Rede von Andrea Hufeland

Schulbezirke anpassen

Andrea Hufeland

Rede im Rat vom 16.03.2026 zu TOP 7.2 Anpassung der Schulbezirke der städtischen Grundschulen-Beschluss

Oldenburg wächst. Und mit der Stadt wachsen auch die Jahrgänge unserer Kinder. Das ist eine gute Nachricht, aber sie stellt unsere Schulplanung vor große Herausforderungen. Denn die Kinder kommen nicht dort zur Welt, wo zufällig noch Klassenzimmer frei sind. Sie kommen dort, wo neue Quartiere entstehen.

Das bedeutet: Manche Grundschulen platzen aus allen Nähten, andere haben freie Kapazitäten. Deshalb müssen wir jedes Jahr neu prüfen, wie Schulbezirke sinnvoll zugeschnitten werden können. Grundlage sind Einwohnerzahlen, Prognosen, Raumkapazitäten, sichere und kurze Schulwege und sozialräumliche Aspekte.

An dieser Stelle ein ausdrücklicher Dank an die Verwaltung, die Schulentwicklungsplanung und Herrn Freede für die sorgfältige Arbeit und die vielen Abwägungen.
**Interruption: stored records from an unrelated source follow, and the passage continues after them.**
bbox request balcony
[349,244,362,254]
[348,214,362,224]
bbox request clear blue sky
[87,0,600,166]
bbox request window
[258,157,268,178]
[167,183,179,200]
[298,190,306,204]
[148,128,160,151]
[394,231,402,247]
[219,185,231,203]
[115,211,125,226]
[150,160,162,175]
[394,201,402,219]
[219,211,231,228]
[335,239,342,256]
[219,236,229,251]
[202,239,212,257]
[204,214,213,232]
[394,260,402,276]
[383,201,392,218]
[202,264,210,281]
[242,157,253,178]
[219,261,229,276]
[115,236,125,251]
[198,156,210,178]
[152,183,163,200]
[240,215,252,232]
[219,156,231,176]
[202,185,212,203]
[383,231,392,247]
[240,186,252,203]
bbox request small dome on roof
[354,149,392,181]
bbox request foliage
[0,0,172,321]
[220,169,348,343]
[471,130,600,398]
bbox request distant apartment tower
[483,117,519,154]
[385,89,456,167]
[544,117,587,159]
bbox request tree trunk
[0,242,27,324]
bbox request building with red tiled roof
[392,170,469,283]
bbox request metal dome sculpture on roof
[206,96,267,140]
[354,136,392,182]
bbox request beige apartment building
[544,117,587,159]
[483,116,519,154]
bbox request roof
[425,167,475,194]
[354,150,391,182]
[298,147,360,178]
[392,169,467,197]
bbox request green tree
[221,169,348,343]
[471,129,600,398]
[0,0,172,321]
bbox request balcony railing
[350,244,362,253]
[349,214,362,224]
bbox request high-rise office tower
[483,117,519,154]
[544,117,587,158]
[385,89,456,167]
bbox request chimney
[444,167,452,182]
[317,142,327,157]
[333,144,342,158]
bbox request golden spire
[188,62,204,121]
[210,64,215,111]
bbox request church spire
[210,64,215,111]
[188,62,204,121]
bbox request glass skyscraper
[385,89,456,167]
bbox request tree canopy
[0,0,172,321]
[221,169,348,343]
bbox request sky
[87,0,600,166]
Uns ist bewusst: Anpassungen von Schulbezirken bedeuten organisatorischen Aufwand für Familien und Schulen, etwa wenn Geschwister unterschiedliche Grundschulen besuchen. Aber sie werden nur dann vorgenommen, wenn sie langfristig notwendig sind.

Die heutigen Anpassungen betreffen mehrere Bereiche unserer Stadt: die Grundschulen Krusenbusch und Bümmerstede, Wallschule und Haarentor, die katholische Grundschule Harlingerstraße und Eversten, sowie die Neuordnung im Stadtwesten mit Wechloy, Hermann-Ehlers-Schule, Hogenkamp, Staakenweg, Haarentor und Bloherfelde.
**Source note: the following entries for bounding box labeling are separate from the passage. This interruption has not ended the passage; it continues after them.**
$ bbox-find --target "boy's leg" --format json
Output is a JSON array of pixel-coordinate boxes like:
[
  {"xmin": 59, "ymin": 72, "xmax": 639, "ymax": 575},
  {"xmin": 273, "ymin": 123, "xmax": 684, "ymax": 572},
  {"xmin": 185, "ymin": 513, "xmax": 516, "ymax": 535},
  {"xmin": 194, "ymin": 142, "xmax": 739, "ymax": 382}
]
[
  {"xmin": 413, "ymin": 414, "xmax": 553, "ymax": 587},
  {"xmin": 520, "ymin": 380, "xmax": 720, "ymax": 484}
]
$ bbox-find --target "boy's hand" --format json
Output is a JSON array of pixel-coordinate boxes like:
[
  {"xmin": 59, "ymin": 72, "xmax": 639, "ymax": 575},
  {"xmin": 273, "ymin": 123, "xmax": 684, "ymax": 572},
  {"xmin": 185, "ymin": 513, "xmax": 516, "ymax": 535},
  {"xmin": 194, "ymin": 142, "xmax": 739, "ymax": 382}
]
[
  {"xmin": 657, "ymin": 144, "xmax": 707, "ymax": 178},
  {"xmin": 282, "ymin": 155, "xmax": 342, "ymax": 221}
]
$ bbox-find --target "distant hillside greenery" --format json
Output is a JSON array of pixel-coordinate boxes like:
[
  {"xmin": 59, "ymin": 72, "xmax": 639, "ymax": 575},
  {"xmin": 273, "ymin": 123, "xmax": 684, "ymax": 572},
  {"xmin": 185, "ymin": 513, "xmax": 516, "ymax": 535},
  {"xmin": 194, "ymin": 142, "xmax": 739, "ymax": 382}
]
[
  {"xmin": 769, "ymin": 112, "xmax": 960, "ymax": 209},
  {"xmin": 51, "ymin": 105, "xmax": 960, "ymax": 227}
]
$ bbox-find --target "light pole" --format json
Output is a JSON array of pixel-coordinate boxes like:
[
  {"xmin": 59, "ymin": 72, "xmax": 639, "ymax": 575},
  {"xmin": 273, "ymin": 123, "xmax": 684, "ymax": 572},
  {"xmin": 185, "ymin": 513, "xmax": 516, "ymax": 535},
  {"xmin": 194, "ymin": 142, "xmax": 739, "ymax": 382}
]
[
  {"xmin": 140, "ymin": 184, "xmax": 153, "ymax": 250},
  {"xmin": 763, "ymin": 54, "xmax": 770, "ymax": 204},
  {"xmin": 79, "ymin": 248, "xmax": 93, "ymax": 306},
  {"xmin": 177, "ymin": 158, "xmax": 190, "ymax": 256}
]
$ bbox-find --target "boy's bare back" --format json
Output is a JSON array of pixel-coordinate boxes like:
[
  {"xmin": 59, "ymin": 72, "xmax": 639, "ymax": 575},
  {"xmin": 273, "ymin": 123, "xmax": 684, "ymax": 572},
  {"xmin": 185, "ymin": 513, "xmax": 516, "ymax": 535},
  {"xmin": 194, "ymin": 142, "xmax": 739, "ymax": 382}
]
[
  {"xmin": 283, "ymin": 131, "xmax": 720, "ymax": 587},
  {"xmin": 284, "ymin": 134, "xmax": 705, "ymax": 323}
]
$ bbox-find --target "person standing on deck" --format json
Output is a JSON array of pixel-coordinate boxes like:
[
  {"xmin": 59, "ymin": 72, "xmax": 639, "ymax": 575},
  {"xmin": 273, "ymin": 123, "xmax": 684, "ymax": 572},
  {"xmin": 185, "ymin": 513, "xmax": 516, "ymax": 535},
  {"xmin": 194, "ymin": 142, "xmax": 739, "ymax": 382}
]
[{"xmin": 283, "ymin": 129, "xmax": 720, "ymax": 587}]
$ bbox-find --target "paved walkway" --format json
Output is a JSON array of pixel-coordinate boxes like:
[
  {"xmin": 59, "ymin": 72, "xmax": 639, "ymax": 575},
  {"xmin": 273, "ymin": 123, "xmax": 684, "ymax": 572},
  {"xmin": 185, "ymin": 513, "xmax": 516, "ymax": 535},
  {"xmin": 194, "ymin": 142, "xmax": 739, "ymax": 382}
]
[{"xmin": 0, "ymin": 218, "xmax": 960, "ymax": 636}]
Besonders im Stadtwesten sind größere Veränderungen notwendig. Durch die Erweiterung der Grundschule Wechloy um einen Zug müssen die Schulbezirke neu geordnet werden. Wir unterstützen, dass die Anpassung genutzt werden, um die sozialräumliche Durchmischung zu verbessern. Das Kennedyviertel wird künftig auf Bloherfelde und Staakenweg verteilt, und auch die GS Wechloy sowie die Hermann-Ehlers-Schule werden stärker einbezogen.
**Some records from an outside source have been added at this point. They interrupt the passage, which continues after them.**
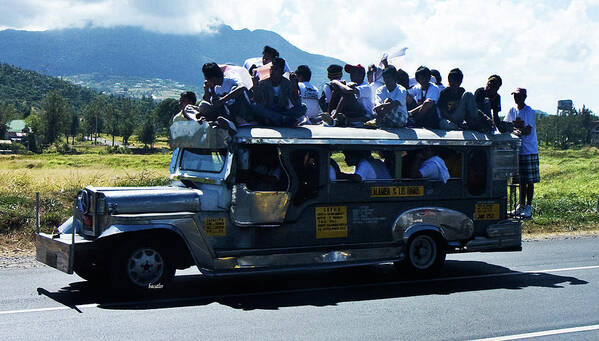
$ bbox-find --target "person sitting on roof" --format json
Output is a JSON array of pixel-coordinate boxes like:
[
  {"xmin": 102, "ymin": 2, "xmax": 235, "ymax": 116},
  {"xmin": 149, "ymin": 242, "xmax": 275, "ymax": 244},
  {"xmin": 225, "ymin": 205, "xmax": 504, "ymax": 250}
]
[
  {"xmin": 408, "ymin": 66, "xmax": 439, "ymax": 129},
  {"xmin": 318, "ymin": 64, "xmax": 343, "ymax": 112},
  {"xmin": 410, "ymin": 147, "xmax": 449, "ymax": 183},
  {"xmin": 193, "ymin": 63, "xmax": 249, "ymax": 130},
  {"xmin": 171, "ymin": 91, "xmax": 198, "ymax": 123},
  {"xmin": 243, "ymin": 45, "xmax": 290, "ymax": 80},
  {"xmin": 290, "ymin": 65, "xmax": 320, "ymax": 123},
  {"xmin": 337, "ymin": 150, "xmax": 391, "ymax": 182},
  {"xmin": 366, "ymin": 65, "xmax": 408, "ymax": 128},
  {"xmin": 251, "ymin": 58, "xmax": 306, "ymax": 127},
  {"xmin": 437, "ymin": 68, "xmax": 479, "ymax": 130},
  {"xmin": 321, "ymin": 64, "xmax": 372, "ymax": 126}
]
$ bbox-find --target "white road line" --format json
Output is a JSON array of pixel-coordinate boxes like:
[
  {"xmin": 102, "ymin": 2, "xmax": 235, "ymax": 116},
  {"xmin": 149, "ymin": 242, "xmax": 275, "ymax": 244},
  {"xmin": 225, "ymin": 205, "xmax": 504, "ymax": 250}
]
[
  {"xmin": 472, "ymin": 324, "xmax": 599, "ymax": 341},
  {"xmin": 0, "ymin": 265, "xmax": 599, "ymax": 315},
  {"xmin": 0, "ymin": 303, "xmax": 98, "ymax": 315}
]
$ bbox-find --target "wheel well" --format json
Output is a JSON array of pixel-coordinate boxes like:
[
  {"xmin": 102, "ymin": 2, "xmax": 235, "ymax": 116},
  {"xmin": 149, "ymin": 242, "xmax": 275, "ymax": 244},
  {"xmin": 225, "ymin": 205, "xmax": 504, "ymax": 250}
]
[
  {"xmin": 407, "ymin": 229, "xmax": 448, "ymax": 252},
  {"xmin": 101, "ymin": 229, "xmax": 195, "ymax": 269}
]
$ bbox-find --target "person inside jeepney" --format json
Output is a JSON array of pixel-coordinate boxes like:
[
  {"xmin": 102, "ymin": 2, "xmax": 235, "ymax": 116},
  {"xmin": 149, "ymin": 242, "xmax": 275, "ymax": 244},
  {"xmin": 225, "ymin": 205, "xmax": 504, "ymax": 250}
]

Gleichzeitig sehen wir aber: Die vierzügige Grundschule Bloherfelde wird laut Prognose weiterhin regelmäßig zusätzliche Klassen einrichten müssen. Hier müssen wir dringend weiter über echte Entlastungen nachdenken. Die Situation im Stadtwesten ist uns allen bekannt. Die Verwaltung hatte einen Vorschlag für einen neuen Grundschulstandort im Westen vorgelegt: eine strukturelle Lösung für unsere wachsende Stadt. Dass SPD, CDU und FDP diesen Vorschlag abgelehnt haben, ist nach wie vor aus unserer Sicht ein Fehler und keine nachhaltige Schulpolitik. Wir GRÜNEN teilen die grundsätzliche Kritik der Schulleitungen aus dem Stadtwesten. Diese bezieht sich insbesondere auf die ungleiche sozialräumliche Durchmischung der Schülerschaft und die teilweise entstehenden sehr langen Schulwege. 

Wir stimmen den heutigen Anpassungen zu, weil sie notwendig sind. Aber wir wünschen uns für die Zukunft mehr politischen Mut für die Entwicklungen in unserer Stadt, auch dafür neue Schulen zu bauen: dort, wo die Kinder leben.